Diese Maßnahme sollten über mehrere Wochen wiederholt werden.

Bei starkem Befall ist der Einsatz natürlicher Feinde der Kleidermotte möglich. Die Schlupfwespe (Trichogramma evanescens) ist ein natürlicher Feinde der Kleidermotten. Bei einer Größe von nur etwa 0,4 mm handelt es sich um sehr kleine Insekten, die weder für Menschen, noch für Haustiere gefährlich oder lästig sind. Sie legen ihre Eier in die Motteneier. Diese sterben dadurch ab. Stehen keine Motteneier mehr für die Eiablage zur Verfügung, verschwinden die Nützlinge. Der Handel bietet Kärtchen mit den lebenden Schlupfwespen an, die in die betroffenen Schränke oder Räume gelegt und über einen Zeitraum von rund viereinhalb Monaten bis zu sechsmal erneuert werden müssen.
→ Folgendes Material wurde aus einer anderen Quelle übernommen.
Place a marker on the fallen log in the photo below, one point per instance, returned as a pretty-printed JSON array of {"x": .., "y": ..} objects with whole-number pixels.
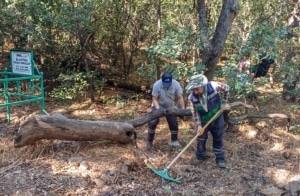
[{"x": 57, "y": 126}]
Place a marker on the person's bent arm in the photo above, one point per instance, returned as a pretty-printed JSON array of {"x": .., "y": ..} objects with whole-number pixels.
[
  {"x": 155, "y": 102},
  {"x": 181, "y": 101}
]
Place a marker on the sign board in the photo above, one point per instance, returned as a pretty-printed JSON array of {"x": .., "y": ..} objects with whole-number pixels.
[{"x": 22, "y": 62}]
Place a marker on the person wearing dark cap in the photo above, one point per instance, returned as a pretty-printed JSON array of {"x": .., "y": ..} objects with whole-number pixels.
[
  {"x": 164, "y": 92},
  {"x": 205, "y": 102}
]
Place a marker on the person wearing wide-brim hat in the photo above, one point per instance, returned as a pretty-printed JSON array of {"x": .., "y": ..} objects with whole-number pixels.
[
  {"x": 205, "y": 102},
  {"x": 165, "y": 91}
]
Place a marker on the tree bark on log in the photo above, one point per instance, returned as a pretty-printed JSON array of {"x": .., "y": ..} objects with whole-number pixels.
[{"x": 57, "y": 126}]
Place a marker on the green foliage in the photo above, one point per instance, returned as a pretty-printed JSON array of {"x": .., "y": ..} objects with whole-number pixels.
[
  {"x": 241, "y": 84},
  {"x": 172, "y": 53},
  {"x": 72, "y": 86}
]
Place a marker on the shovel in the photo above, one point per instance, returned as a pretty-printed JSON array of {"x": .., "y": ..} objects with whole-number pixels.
[{"x": 164, "y": 173}]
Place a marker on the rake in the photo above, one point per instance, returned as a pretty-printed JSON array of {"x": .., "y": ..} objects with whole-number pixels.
[{"x": 164, "y": 173}]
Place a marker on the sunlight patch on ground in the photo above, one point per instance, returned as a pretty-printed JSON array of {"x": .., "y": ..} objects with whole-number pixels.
[
  {"x": 277, "y": 147},
  {"x": 251, "y": 134},
  {"x": 280, "y": 176}
]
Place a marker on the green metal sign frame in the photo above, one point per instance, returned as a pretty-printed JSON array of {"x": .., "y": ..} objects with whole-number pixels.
[{"x": 21, "y": 82}]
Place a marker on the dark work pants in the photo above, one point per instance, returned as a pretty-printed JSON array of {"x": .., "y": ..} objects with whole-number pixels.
[
  {"x": 217, "y": 130},
  {"x": 173, "y": 126}
]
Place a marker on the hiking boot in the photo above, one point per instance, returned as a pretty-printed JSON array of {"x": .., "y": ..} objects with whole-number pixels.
[
  {"x": 225, "y": 126},
  {"x": 175, "y": 143},
  {"x": 149, "y": 145},
  {"x": 198, "y": 160},
  {"x": 221, "y": 164}
]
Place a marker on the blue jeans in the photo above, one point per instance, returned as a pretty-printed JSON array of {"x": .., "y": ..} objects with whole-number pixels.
[
  {"x": 173, "y": 126},
  {"x": 217, "y": 130}
]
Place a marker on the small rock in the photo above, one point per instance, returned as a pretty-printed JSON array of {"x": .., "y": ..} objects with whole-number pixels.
[
  {"x": 271, "y": 191},
  {"x": 124, "y": 169},
  {"x": 99, "y": 182},
  {"x": 83, "y": 165},
  {"x": 127, "y": 162},
  {"x": 112, "y": 172},
  {"x": 51, "y": 193},
  {"x": 75, "y": 160},
  {"x": 294, "y": 185}
]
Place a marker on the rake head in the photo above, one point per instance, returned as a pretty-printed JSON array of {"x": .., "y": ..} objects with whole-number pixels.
[{"x": 163, "y": 174}]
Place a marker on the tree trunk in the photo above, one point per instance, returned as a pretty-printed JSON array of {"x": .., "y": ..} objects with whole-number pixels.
[{"x": 213, "y": 48}]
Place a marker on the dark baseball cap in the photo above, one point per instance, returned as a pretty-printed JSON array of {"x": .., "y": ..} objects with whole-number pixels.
[{"x": 167, "y": 79}]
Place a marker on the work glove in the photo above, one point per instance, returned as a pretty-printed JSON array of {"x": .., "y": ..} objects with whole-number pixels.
[
  {"x": 225, "y": 106},
  {"x": 172, "y": 110},
  {"x": 198, "y": 127}
]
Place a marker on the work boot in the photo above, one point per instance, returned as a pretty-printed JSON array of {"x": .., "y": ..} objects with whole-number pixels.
[
  {"x": 175, "y": 143},
  {"x": 149, "y": 145},
  {"x": 199, "y": 160},
  {"x": 221, "y": 164}
]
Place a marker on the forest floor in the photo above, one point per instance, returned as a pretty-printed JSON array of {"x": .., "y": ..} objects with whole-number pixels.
[{"x": 262, "y": 156}]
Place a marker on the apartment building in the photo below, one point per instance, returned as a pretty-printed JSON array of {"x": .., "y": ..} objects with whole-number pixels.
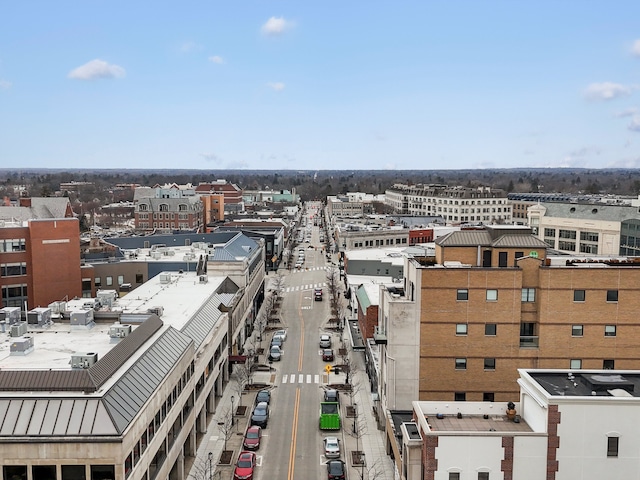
[
  {"x": 564, "y": 424},
  {"x": 126, "y": 396},
  {"x": 456, "y": 205},
  {"x": 39, "y": 253}
]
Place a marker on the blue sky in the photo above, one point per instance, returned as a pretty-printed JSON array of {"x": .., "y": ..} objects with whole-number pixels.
[{"x": 319, "y": 85}]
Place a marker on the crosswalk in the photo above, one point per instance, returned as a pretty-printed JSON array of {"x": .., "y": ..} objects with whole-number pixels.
[
  {"x": 300, "y": 378},
  {"x": 311, "y": 286}
]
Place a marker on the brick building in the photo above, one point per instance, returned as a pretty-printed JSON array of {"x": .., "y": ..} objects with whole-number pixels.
[{"x": 39, "y": 253}]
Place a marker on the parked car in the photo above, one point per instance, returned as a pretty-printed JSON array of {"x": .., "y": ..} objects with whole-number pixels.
[
  {"x": 252, "y": 438},
  {"x": 331, "y": 447},
  {"x": 263, "y": 396},
  {"x": 260, "y": 415},
  {"x": 281, "y": 333},
  {"x": 336, "y": 470},
  {"x": 275, "y": 353},
  {"x": 245, "y": 466}
]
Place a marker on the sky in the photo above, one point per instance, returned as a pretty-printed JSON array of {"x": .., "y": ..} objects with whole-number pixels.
[{"x": 302, "y": 84}]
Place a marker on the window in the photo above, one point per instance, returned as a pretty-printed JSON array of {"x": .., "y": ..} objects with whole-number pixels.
[
  {"x": 461, "y": 363},
  {"x": 463, "y": 294},
  {"x": 612, "y": 446},
  {"x": 488, "y": 397},
  {"x": 528, "y": 294}
]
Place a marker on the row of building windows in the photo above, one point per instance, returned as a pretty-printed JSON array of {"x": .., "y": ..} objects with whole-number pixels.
[
  {"x": 529, "y": 295},
  {"x": 490, "y": 364},
  {"x": 13, "y": 269},
  {"x": 9, "y": 245}
]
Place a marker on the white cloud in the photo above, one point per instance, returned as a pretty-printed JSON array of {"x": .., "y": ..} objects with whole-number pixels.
[
  {"x": 629, "y": 112},
  {"x": 634, "y": 126},
  {"x": 606, "y": 91},
  {"x": 277, "y": 86},
  {"x": 96, "y": 69},
  {"x": 276, "y": 26},
  {"x": 188, "y": 47}
]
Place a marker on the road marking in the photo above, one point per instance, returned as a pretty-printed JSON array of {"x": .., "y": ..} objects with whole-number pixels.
[{"x": 294, "y": 434}]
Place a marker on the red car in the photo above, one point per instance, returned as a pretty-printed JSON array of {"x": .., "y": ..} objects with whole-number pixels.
[
  {"x": 245, "y": 466},
  {"x": 252, "y": 438}
]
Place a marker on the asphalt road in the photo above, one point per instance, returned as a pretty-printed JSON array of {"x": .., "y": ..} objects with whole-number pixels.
[{"x": 293, "y": 443}]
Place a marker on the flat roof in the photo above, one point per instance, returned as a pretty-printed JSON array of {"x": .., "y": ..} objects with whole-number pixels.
[{"x": 180, "y": 298}]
Da die hier empfohlenen Maßnahmen in der Regel über einen längeren Zeitraum erfolgen beziehungsweise wiederholt werden müssen und unterschiedlich gut gegen die verschiedenen Entwicklungsstadien wirken, ist es ratsam eine Kombination der verschiedenen Maßnahmen, sowie eine Erfolgskontrolle unter Verwendung von Lockstoff-Fallen vorzunehmen.
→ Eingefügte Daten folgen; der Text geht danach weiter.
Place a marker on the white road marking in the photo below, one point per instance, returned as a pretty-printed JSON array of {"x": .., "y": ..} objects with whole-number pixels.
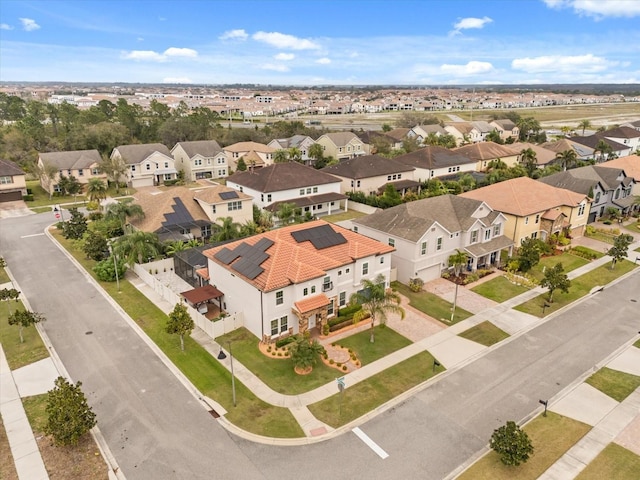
[{"x": 370, "y": 443}]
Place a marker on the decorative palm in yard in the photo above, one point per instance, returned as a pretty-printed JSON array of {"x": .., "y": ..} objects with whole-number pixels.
[{"x": 377, "y": 301}]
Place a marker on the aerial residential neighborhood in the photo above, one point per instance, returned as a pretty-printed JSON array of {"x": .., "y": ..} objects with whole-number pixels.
[{"x": 366, "y": 240}]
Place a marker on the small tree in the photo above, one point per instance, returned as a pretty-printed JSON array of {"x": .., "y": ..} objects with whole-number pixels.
[
  {"x": 555, "y": 279},
  {"x": 620, "y": 248},
  {"x": 25, "y": 318},
  {"x": 69, "y": 416},
  {"x": 512, "y": 444},
  {"x": 180, "y": 322}
]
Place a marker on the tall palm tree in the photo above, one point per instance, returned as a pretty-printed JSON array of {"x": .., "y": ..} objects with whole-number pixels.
[
  {"x": 124, "y": 210},
  {"x": 584, "y": 124},
  {"x": 568, "y": 158},
  {"x": 377, "y": 302},
  {"x": 96, "y": 190},
  {"x": 137, "y": 247}
]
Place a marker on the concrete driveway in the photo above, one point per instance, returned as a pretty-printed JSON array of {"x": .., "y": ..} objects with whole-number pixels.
[{"x": 14, "y": 209}]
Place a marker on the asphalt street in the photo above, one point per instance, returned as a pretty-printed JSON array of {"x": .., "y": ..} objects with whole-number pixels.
[{"x": 157, "y": 429}]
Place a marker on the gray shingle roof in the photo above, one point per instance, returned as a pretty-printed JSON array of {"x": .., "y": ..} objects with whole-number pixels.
[
  {"x": 411, "y": 220},
  {"x": 367, "y": 166}
]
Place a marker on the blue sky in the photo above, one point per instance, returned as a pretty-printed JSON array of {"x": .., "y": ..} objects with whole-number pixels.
[{"x": 319, "y": 42}]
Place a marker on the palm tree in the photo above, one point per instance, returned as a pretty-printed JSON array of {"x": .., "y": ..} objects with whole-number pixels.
[
  {"x": 115, "y": 169},
  {"x": 376, "y": 302},
  {"x": 567, "y": 159},
  {"x": 124, "y": 210},
  {"x": 228, "y": 229},
  {"x": 529, "y": 161},
  {"x": 137, "y": 247},
  {"x": 584, "y": 124},
  {"x": 96, "y": 190}
]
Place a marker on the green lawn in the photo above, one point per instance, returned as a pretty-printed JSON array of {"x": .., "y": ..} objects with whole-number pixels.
[
  {"x": 618, "y": 385},
  {"x": 499, "y": 289},
  {"x": 19, "y": 354},
  {"x": 580, "y": 286},
  {"x": 614, "y": 462},
  {"x": 201, "y": 368},
  {"x": 431, "y": 304},
  {"x": 485, "y": 333},
  {"x": 369, "y": 394},
  {"x": 551, "y": 437},
  {"x": 387, "y": 341},
  {"x": 569, "y": 262}
]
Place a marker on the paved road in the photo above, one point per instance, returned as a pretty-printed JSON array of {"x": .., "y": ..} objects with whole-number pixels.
[
  {"x": 157, "y": 430},
  {"x": 153, "y": 426}
]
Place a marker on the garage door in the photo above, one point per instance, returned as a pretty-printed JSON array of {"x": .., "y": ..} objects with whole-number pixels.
[{"x": 10, "y": 196}]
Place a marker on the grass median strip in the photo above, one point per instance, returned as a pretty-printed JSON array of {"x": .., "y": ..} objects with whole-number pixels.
[
  {"x": 202, "y": 369},
  {"x": 614, "y": 462},
  {"x": 485, "y": 333},
  {"x": 551, "y": 437},
  {"x": 618, "y": 385},
  {"x": 431, "y": 304},
  {"x": 580, "y": 287},
  {"x": 369, "y": 394}
]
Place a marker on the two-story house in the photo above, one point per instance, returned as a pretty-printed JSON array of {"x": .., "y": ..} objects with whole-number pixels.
[
  {"x": 12, "y": 182},
  {"x": 342, "y": 145},
  {"x": 313, "y": 191},
  {"x": 292, "y": 279},
  {"x": 147, "y": 164},
  {"x": 83, "y": 165},
  {"x": 254, "y": 155},
  {"x": 608, "y": 187},
  {"x": 425, "y": 233},
  {"x": 370, "y": 173},
  {"x": 433, "y": 161},
  {"x": 200, "y": 159},
  {"x": 534, "y": 209}
]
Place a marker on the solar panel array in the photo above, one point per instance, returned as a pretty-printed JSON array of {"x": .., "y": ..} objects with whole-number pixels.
[
  {"x": 228, "y": 195},
  {"x": 321, "y": 237},
  {"x": 250, "y": 257}
]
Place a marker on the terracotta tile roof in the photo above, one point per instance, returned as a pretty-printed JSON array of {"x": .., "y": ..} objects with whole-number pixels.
[
  {"x": 290, "y": 262},
  {"x": 311, "y": 303},
  {"x": 524, "y": 196}
]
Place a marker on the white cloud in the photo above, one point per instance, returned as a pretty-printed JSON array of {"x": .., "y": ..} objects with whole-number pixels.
[
  {"x": 180, "y": 52},
  {"x": 557, "y": 63},
  {"x": 237, "y": 34},
  {"x": 284, "y": 56},
  {"x": 177, "y": 80},
  {"x": 275, "y": 67},
  {"x": 29, "y": 24},
  {"x": 471, "y": 68},
  {"x": 470, "y": 22},
  {"x": 599, "y": 8},
  {"x": 281, "y": 40}
]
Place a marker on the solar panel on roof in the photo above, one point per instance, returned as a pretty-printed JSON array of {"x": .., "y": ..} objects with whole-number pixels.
[
  {"x": 322, "y": 236},
  {"x": 228, "y": 195}
]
Auf die Verwendung chemischer Mittel, sogenannter Biozide, sollte soweit möglich verzichtet werden, zumal meistens die Kombination von Vorsorgemaßnahmen und nicht-chemischen Bekämpfungsmaßnahmen ausreicht. Bei hartnäckigem, wiederkehrendem Befall sollte die Befallsquelle bestimmt und gegebenenfalls ein sachkundiger Schädlingsbekämpfer zu Rate gezogen werden. Dieser kann die Schädlingsart sowie den Befallsgrad genau bestimmen und geeignete Maßnahmen durchführen.